The example is based on Project CHIP and the NXP RT1060 SDK, and provides a prototype application that demonstrates device commissioning and different cluster control.

CHIP RT1060 All-clusters Application

Introduction

RT1060 EVK-B

The RT1060 all-cluster application provides a working demonstration of the RT1060 board integration, built using the Project CHIP codebase and the NXP RT1060 SDK.

The example supports:

Matter over Wi-Fi
Matter over Openthread
Matter over Wi-Fi with Openthread Border Router support

The example targets the NXP MIMXRT1060-EVK-B board by default.
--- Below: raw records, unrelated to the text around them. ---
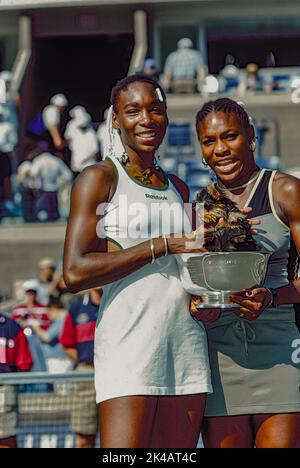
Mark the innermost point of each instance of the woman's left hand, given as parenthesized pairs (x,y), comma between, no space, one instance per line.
(253,301)
(252,221)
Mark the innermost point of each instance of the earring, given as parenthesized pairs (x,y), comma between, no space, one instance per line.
(155,162)
(253,145)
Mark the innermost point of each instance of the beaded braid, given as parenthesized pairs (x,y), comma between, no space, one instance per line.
(125,82)
(223,105)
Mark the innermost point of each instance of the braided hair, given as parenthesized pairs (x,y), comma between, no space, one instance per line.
(225,105)
(123,84)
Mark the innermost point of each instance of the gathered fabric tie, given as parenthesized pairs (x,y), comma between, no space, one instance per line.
(247,333)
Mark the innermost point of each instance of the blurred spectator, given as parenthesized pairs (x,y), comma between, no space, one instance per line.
(8,140)
(102,134)
(150,69)
(53,119)
(11,103)
(28,314)
(184,70)
(31,311)
(77,339)
(82,140)
(56,359)
(229,78)
(26,184)
(46,281)
(15,356)
(49,175)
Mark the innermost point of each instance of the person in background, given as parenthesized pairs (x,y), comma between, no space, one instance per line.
(254,348)
(49,175)
(45,280)
(77,339)
(31,310)
(249,80)
(184,71)
(28,314)
(150,69)
(15,356)
(82,139)
(54,120)
(56,359)
(26,183)
(8,141)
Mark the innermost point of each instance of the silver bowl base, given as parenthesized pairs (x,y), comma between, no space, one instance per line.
(216,300)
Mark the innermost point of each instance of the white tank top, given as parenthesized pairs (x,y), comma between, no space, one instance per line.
(138,212)
(146,342)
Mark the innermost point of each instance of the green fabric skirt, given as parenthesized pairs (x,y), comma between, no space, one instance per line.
(255,365)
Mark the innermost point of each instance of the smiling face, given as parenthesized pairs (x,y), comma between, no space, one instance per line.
(141,118)
(225,145)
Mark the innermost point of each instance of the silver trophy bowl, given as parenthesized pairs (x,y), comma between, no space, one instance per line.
(216,275)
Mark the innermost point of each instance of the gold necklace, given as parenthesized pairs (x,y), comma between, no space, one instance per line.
(141,176)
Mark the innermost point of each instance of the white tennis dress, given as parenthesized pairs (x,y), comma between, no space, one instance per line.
(146,342)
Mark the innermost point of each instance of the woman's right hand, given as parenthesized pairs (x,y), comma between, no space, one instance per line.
(203,315)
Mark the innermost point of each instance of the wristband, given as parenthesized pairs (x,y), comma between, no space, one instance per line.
(274,293)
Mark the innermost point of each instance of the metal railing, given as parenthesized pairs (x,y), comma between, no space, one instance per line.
(47,410)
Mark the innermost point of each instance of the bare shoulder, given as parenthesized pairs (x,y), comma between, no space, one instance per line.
(98,180)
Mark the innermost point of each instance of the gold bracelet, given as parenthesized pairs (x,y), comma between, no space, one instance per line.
(152,251)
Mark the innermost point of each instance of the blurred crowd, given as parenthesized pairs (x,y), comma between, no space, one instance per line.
(59,144)
(61,141)
(58,329)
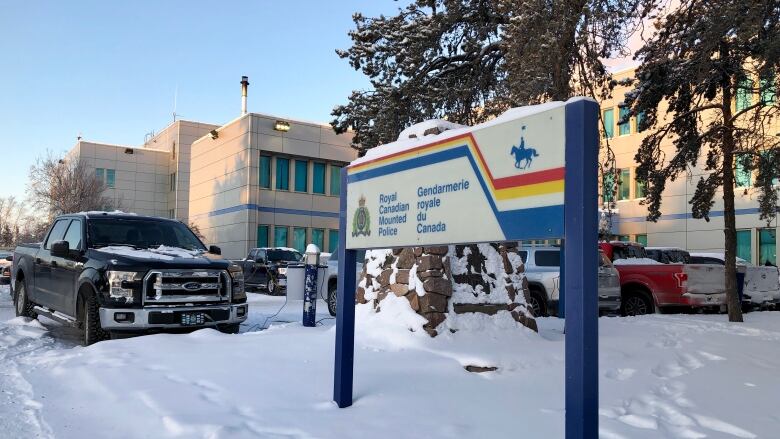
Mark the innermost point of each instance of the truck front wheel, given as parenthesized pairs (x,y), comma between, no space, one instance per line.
(92,331)
(24,308)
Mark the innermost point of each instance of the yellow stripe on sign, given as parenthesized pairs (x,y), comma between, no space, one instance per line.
(549,187)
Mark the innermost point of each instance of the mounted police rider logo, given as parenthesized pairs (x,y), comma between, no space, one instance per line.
(523,156)
(361,221)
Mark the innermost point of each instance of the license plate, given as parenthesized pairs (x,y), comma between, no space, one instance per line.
(193,318)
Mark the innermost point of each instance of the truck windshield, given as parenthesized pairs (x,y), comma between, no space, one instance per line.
(276,255)
(141,233)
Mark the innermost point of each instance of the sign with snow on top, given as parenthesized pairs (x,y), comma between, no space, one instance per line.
(497,181)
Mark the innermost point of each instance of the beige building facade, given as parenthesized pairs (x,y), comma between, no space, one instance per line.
(757,241)
(264,181)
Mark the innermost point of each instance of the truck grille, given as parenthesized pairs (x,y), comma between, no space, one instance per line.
(186,286)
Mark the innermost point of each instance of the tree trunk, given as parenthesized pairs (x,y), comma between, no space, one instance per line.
(729,216)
It is also possible to use the older MIMXRT1060-EVK board, build and board setup instructions differ in some steps.

Configurations supported

Here are listed configurations supported on RT1060.

Matter over Wi-Fi :

RT1060 + IW416 (Wi-Fi + BLE)
RT1060 + 88W8801 (Wi-Fi)
Experimental: RT1060-EVK-C + IW612 (Wi-fi +BLE)

Matter over Thread :

RT1060 + K32W0 (15.4 + BLE)
Experimental: RT1060-EVK-C + IW612 (15.4 + BLE)

Matter over Wi-Fi with Openthread Border Router support :

RT1060 + 88W8801 + K32W0x1DK6

Hardware requirements RT1060 + transceiver

Hardware requirements RT1060+IW416

Host part:

1 MIMXRT1060-EVK-B or MIMXRT1060-EVK board
external 5V supply

Transceiver part:

1 AzureWave AW-AM510-uSD evaluation board

Jumper settings for MIMXRT1060-EVK-B (enables external 5V supply):

remove J40 5-6
connect J40 1-2
connect J45 with external power (controlled by SW6 - position 3)
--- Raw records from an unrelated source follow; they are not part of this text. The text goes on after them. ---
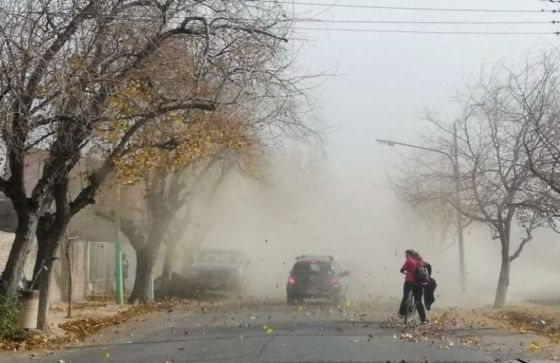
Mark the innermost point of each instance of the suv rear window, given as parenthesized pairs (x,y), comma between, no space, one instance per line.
(312,267)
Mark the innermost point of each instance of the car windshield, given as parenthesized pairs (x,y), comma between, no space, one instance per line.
(312,267)
(219,257)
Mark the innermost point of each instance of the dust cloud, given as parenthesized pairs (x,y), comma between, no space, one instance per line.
(303,208)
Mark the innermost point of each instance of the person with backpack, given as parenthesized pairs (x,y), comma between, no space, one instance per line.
(417,277)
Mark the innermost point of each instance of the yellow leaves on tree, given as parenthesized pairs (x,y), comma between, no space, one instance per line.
(174,144)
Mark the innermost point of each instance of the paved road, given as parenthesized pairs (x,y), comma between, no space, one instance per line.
(269,333)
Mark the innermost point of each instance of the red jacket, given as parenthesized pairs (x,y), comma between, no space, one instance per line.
(409,268)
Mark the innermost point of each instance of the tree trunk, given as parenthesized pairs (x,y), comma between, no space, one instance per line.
(503,280)
(145,260)
(48,252)
(50,231)
(503,284)
(170,251)
(70,278)
(21,247)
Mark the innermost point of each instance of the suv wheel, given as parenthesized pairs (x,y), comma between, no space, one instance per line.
(338,299)
(291,299)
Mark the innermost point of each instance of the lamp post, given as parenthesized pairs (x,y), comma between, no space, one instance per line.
(454,158)
(118,248)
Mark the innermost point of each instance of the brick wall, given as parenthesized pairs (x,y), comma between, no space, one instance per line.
(59,277)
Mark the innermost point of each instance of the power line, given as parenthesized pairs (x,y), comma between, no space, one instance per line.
(513,22)
(359,6)
(426,31)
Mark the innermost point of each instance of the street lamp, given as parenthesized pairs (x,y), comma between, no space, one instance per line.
(118,247)
(455,162)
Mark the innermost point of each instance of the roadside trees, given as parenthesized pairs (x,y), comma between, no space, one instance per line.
(86,76)
(497,186)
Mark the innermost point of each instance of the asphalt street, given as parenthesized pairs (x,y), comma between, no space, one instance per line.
(261,333)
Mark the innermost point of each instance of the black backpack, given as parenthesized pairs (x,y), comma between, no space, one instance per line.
(422,275)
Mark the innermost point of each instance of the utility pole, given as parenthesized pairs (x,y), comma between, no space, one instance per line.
(454,159)
(460,237)
(118,247)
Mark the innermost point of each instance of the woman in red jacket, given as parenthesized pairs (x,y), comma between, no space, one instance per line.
(411,264)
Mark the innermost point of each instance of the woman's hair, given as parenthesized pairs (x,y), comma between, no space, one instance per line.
(414,254)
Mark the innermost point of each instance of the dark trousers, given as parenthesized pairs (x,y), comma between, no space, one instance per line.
(418,292)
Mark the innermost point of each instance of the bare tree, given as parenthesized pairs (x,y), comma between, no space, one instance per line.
(497,187)
(79,75)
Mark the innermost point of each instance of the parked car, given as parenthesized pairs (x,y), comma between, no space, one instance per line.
(316,277)
(219,270)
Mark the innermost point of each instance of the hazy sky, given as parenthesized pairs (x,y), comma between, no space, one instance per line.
(386,81)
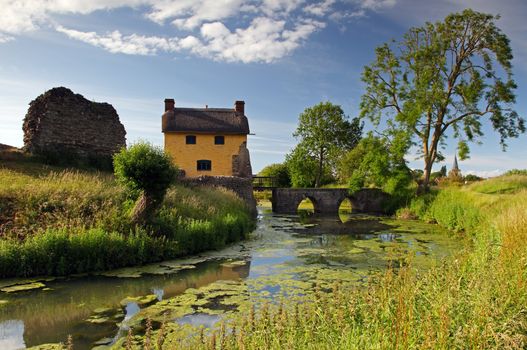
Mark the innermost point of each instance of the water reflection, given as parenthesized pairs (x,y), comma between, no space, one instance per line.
(284,249)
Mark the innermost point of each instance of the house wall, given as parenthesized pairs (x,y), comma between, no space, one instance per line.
(186,156)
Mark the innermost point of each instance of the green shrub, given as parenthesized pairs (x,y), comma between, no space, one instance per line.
(65,222)
(146,171)
(280,172)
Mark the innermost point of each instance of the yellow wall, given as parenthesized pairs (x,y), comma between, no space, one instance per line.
(186,156)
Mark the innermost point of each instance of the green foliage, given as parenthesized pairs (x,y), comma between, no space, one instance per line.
(444,77)
(472,178)
(473,299)
(63,252)
(376,162)
(144,167)
(302,168)
(64,222)
(278,171)
(501,184)
(324,134)
(516,172)
(463,151)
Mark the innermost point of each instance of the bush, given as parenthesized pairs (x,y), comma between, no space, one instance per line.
(146,171)
(144,167)
(278,171)
(522,172)
(68,222)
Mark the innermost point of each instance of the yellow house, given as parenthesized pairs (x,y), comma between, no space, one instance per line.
(207,141)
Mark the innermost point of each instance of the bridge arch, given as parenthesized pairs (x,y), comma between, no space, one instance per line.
(328,200)
(313,201)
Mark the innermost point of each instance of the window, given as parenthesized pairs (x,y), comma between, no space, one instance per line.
(204,165)
(219,140)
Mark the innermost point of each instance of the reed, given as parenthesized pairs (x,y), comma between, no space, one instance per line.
(475,299)
(60,222)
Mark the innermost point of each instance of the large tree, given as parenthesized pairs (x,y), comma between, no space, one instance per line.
(325,133)
(443,79)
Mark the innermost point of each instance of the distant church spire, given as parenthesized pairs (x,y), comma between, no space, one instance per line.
(455,166)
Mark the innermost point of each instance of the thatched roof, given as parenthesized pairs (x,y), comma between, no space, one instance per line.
(205,120)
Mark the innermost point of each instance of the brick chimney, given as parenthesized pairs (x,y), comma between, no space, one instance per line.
(169,104)
(239,106)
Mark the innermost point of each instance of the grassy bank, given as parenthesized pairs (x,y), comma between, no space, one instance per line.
(56,221)
(476,299)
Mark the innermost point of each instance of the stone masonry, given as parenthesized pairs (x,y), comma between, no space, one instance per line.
(328,200)
(60,121)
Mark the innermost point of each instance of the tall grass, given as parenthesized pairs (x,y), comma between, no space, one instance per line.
(69,221)
(476,299)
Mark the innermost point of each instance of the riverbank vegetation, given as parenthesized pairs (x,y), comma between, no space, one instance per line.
(58,221)
(476,298)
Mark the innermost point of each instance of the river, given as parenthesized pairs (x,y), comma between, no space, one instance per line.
(284,256)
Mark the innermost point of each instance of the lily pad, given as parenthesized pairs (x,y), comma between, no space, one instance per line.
(141,301)
(23,287)
(104,341)
(98,319)
(234,263)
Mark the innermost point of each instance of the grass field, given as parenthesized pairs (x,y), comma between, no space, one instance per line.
(56,221)
(474,300)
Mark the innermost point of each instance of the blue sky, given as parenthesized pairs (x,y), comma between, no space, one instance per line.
(279,56)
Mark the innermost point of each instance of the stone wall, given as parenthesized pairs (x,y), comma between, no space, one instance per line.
(241,186)
(328,200)
(241,163)
(62,122)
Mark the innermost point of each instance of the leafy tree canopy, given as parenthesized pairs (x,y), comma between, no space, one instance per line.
(302,168)
(147,172)
(444,76)
(376,161)
(325,133)
(278,171)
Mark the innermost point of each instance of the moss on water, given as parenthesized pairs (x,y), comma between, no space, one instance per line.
(23,287)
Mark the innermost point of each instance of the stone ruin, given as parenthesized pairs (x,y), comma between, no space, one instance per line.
(64,124)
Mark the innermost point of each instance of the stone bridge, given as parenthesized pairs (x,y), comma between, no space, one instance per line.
(328,200)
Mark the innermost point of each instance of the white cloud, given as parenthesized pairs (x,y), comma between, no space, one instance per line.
(376,4)
(485,173)
(319,9)
(264,40)
(225,30)
(132,44)
(4,38)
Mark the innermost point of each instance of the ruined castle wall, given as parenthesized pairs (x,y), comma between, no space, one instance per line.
(60,121)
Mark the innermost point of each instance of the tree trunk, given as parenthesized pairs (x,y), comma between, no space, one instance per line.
(144,209)
(425,185)
(319,174)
Jumper settings for MIMXRT1060-EVK (enables external 5V supply):

remove J1 5-6
connect J1 1-2
connect J2 with external power (enabled by SW1 - position 3)
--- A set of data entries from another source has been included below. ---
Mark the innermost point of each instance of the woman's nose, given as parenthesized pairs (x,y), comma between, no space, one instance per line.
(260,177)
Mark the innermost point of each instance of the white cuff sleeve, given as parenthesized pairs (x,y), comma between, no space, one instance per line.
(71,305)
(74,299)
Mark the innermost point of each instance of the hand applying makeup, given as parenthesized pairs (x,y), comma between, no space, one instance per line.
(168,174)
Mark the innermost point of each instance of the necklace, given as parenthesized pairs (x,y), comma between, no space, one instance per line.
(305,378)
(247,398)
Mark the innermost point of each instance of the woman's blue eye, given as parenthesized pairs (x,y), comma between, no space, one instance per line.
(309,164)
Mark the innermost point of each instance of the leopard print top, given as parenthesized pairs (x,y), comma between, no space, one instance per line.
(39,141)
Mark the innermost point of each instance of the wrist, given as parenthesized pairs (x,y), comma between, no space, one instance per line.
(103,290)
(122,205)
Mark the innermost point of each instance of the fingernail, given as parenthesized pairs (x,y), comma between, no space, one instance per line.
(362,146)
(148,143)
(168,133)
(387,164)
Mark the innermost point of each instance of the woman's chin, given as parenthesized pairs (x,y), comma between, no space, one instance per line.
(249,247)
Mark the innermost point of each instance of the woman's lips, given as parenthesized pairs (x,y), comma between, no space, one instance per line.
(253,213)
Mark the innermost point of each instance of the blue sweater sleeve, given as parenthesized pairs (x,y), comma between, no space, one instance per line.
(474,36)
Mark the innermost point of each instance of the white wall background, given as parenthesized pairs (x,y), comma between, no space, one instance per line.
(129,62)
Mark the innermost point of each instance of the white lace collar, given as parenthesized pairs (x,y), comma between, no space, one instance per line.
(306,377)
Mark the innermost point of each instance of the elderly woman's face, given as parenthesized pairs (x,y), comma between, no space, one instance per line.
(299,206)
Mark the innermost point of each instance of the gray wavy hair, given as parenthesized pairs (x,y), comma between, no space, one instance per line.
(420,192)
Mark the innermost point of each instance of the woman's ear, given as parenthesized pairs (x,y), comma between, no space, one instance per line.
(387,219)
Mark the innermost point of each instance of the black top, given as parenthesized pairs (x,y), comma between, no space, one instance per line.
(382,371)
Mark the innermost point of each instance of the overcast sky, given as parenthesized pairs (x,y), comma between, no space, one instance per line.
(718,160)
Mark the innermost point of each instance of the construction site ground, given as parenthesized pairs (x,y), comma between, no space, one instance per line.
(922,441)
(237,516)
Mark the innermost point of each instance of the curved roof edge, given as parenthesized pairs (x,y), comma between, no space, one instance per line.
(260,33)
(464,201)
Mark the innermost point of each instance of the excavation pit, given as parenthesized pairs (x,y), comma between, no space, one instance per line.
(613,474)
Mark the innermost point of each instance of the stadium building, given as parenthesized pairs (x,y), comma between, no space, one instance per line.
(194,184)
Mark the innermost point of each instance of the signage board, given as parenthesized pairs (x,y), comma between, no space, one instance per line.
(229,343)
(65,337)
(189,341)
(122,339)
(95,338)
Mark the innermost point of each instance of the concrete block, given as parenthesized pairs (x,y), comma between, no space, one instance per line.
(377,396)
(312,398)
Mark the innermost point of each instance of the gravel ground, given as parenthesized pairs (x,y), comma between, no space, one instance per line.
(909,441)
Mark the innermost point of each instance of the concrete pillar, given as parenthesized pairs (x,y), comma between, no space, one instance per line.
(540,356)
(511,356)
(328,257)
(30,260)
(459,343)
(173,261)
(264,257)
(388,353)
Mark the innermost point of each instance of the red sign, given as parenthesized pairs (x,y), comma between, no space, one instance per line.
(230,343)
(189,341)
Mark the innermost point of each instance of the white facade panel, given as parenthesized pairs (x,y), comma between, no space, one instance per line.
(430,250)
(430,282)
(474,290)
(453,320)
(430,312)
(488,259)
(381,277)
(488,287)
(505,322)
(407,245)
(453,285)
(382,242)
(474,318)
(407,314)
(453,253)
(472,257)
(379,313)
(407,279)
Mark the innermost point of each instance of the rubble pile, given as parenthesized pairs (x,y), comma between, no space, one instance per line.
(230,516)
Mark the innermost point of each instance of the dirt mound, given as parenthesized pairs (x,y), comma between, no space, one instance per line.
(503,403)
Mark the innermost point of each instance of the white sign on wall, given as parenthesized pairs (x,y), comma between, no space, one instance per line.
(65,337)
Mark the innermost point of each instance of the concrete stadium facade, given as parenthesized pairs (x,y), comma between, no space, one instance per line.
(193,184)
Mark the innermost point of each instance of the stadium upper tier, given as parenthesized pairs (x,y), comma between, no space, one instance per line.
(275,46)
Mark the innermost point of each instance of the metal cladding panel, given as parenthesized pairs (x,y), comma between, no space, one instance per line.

The hardware should be reworked according to the chapter Hardware Rework Guide for MIMXRT1060-EVK-B and AW-AM510-uSD or the chapter Hardware Rework Guide for MIMXRT1060-EVK and AW-AM510-uSD in the document Hardware Rework Guide for EdgeFast BT PAL which can be found in the NXP RT1060 SDK (docs/wireless/bluetooth/edgefast_bluetooth/Hardware Rework Guide for EdgeFast BT PAL.pdf):

Make sure resistors R368/R376/R347/R349/R365/R363/R193/R186 are removed.

Only the SDK package downloaded from https://mcuxpresso.nxp.com contains the PDF document mentioned above, it is not present in the SDK downloaded from GitHub using the west tool.

Jumper settings for AzureWave AW-AM510-uSD Module:

J4 1-2: VIO 1.8V (Voltage level of SD-IO pins is 1.8V)
J2 1-2: 3.3V VIO_uSD (Power Supply from uSD connector)
The pin 1 of J4 is not marked on the board. Please note that pin numbering of J4 is opposite to J2.

Plug AW-AM510-uSD into uSD connector J22 on MIMXRT1060-EVK-B or J39 on MIMXRT1060-EVK.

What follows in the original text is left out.